We have developed methods for selective filling of mitral cell apical dendritic tufts in glomeruli with Ca-Green that allow us to study the function of this superficial dendritic compartment in response to odour stimuli (Delaney et al., 2001). The pharmacology of the odour and shock-evoked Ca2+ transients is under investigation as well as the role of feedback inhibition in controlling the odour-evoked epsp at the distal dendritic input site. Ian Davison completed studies on dopaminergic modulation of transmitter release from mitral cell secondary dendrites using a combination of electrophysiology (whole cell recordings) and 2-photon imaging. See Delaney et al., 2001.
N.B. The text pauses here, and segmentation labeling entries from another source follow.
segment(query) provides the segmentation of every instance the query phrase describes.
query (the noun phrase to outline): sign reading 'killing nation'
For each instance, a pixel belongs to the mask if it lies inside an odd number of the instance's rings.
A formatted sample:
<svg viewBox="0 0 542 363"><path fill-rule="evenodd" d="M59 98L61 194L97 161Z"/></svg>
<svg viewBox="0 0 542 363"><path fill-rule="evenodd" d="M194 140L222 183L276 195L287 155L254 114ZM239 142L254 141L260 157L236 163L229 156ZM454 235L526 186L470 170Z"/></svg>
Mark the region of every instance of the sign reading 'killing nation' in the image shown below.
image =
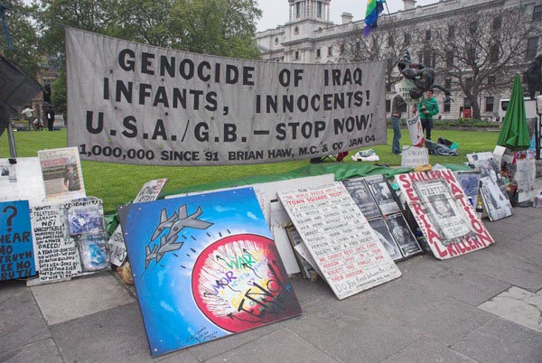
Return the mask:
<svg viewBox="0 0 542 363"><path fill-rule="evenodd" d="M83 160L223 165L386 143L384 61L286 64L66 30L68 143Z"/></svg>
Dr. Jamie Johnston was supported by CIHR to study biophysical properties and dendritic distribution of low-voltage activated, T-type calcium channels in mouse mitral cells using a combination of whole cell electrophysiology and 2-photon calcium imaging. As of 2016 he is now a member of the research faculty at Univ. of Sussex. Dr. Adam Fekete joined the laboratory from Budapest in Jan. 2010 to continue eletrophysiological studies of olfactory bulb function and focused on the role of T-channels in supporting transmitter release from mitral dendrites. He is currently at the Univ. of Toronto (as of Summer 2014) with Lu-Yang Wang
Rett Syndrome research: During the past 8 years we have been working Rett syndrome research using a loss of function mouse model with a mutated non-functional Mecp2 gene (Jaenisch mouse). MeCP2 protein normally binds to methylated DNA acting as a transcription repressor to control many genes required for normal development. Loss of function in this gene is the cause of Rett Syndrome a neurodevelopmental disorder leading to severe cognitive and other systemic dysfunctions primarily in female children. We have crossed these mice with mice that express YFP in subsets of cortical neurons (Feng et al., 2000) to facilitate analysis of neuronal morphologies associated with the Rett phenotype and as a tool to evaluate the success (or failure) of therapeutic interventions. Current work funded by the International Rett Syndrome Foundation is investigating cell autonomous versus non-autonomous effects of this X-linked mutation on synaptic development and spinogenesis using immunohistochemistry Rietveld et al., 2001 and a transgenic mouse that expresses an MeCP2-GFP fusion protein that allows us to identify wild-type versus mutant neurons in mosaic female brains.